06.11.2019 | 16h23


PLANETA BIZARRO

Mulher larga emprego para comer 5 mil calorias por refeição

Charna Rowley, 22, pretende monetizar a carreira de protagonista de mukbang, estilo de vídeo no qual a pessoa come quantidades absurdas



Cansada de seu emprego em um escritório em Londres, Charna Rowley, 22, decidiu apostar em uma nova carreira: comer quantidades pornográficas de comida em frente a uma câmera e postar os vídeos no YouTube. Conhecido como mukbang, o movimento começou na Coreia do Sul e vem se difundindo pelo mundo. Charna escolhe um tipo de comida (que, às vezes, chega por meio de delivery), come e comenta sobre o cardápio. Normalmente, ela ingere cerca de 5 mil calorias por refeição, mas pretende chegar a 10 mil em breve.

Em entrevista ao jornal inglês Metro, a jovem diz se sentir confiante. “Eu só preciso mostrar o quão confiante sou. Pode ser que alguma coisa fique presa no meu dente ou ao redor da minha boca, mas as pessoas amam que eu seja engraçada. Recebo comentários negativos me dizendo o quão gorda estou e que poderia ser muito bonita se não comesse tanto, mas não costumo responder. Gosto de comer e me sinto bem assim – e agora posso monetizar isso e atender aos pedidos das pessoas, isso pode se tornar uma carreira em tempo integral”, afirmou.

Charna e a mãe, que apoia os vídeos da filha, não estão preocupadas com os impactos que a orgia gastronômica pode causar na saúde da inglesa. Para ela, frequentar a academia quatro vezes por semana é o suficiente para evitar os efeitos nocivos das quantidades de sal, gordura e açúcar ingeridas. Os vídeos são gravados duas vezes por semana.

Uma dieta saudável equilibra carboidratos, proteínas e fibras em cerca de 2.500 calorias diárias. “Para mim esse movimento é um espanto, não há ser humano que precise de uma refeição com 5 mil calorias. A gente tem que comer o que o corpo precisa, não ultrapassar esses limites”, afirma a nutricionista Carla de Castro, da clínica Andréa Chaves.
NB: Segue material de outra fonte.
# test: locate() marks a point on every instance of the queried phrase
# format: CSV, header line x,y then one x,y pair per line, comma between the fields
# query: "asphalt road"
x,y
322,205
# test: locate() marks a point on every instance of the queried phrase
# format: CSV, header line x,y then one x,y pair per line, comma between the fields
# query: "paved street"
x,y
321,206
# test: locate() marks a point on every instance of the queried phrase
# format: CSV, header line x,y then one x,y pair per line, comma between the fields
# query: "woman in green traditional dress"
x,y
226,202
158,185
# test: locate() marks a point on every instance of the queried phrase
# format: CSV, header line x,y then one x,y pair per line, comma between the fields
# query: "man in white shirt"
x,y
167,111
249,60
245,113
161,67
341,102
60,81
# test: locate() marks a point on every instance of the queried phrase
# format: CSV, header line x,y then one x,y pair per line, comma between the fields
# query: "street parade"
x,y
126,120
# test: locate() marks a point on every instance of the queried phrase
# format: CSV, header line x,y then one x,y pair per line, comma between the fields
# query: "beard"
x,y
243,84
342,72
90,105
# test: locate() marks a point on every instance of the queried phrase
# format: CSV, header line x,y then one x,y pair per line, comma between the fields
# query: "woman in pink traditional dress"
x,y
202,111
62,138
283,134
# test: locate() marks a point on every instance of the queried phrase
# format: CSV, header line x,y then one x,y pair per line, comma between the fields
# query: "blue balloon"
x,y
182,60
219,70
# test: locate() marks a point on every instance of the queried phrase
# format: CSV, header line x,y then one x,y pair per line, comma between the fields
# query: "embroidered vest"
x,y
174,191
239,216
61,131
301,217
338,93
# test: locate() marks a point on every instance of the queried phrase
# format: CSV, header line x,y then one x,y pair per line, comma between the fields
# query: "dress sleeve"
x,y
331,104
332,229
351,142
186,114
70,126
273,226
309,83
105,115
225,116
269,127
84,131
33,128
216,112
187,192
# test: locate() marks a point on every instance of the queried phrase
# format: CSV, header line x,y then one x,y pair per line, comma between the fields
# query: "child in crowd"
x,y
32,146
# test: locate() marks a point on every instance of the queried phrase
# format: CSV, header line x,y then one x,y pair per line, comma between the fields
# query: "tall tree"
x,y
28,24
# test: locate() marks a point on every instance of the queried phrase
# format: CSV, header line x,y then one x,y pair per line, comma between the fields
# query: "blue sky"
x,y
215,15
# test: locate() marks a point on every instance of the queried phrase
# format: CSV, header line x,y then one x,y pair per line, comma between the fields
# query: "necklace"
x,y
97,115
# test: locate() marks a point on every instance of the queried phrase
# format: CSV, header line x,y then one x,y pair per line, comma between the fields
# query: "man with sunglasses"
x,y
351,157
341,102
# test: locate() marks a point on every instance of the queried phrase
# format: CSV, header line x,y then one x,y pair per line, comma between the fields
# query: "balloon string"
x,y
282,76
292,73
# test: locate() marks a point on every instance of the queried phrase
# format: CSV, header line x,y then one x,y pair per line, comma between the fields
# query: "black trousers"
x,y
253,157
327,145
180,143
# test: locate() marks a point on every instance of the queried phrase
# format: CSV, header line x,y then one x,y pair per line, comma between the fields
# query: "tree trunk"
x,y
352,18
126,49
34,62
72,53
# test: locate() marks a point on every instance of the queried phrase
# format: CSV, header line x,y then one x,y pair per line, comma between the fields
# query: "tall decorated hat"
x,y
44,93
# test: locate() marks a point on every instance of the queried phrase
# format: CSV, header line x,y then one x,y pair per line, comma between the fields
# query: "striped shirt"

Segundo a especialista, uma dieta hipercalórica traz muitos malefícios, mesmo que seja feita apenas algumas vezes. “É muito difícil chegar a essa quantidade de calorias com alimentos saudáveis, essas comidas são ricas em gorduras, açúcar e sódio. Pode-se criar uma resistência à insulina, diabetes e alteração na pressão arterial, por exemplo”, diz.

A qualidade do alimento ingerido também prejudica a digestão, principalmente pela presença de compostos de difícil absorção, como glúten e caseína (proteínas do trigo e leite, respectivamente). A nutricionista ensina que o excesso de alimentação altera a microbiota intestinal, e o órgão acaba ficando mais permeável do que o normal.

“Pode ser que alguma bactéria não positiva ou agente patológico seja ingerido com a comida e, como as paredes do intestino estão mais permeáveis, esses elementos podem entrar na corrente sanguínea e chegar ao cérebro. As consequências são inflamação neural, depressão, ansiedade e outras síndromes e doenças neurológicas”, conta Carla.

A nutricionista alerta ainda para a desculpa de Charna quanto à quantidade de exercícios: fazer muita atividade física é inadequado e vai contra as questões biológicas. “Um atleta, por exemplo, também consome muitas calorias e faz muito exercício, mas está sendo acompanhado por uma equipe multidisciplinar e come apenas o que é adequado. São pessoas que estão fora de um contexto geral”, lembra.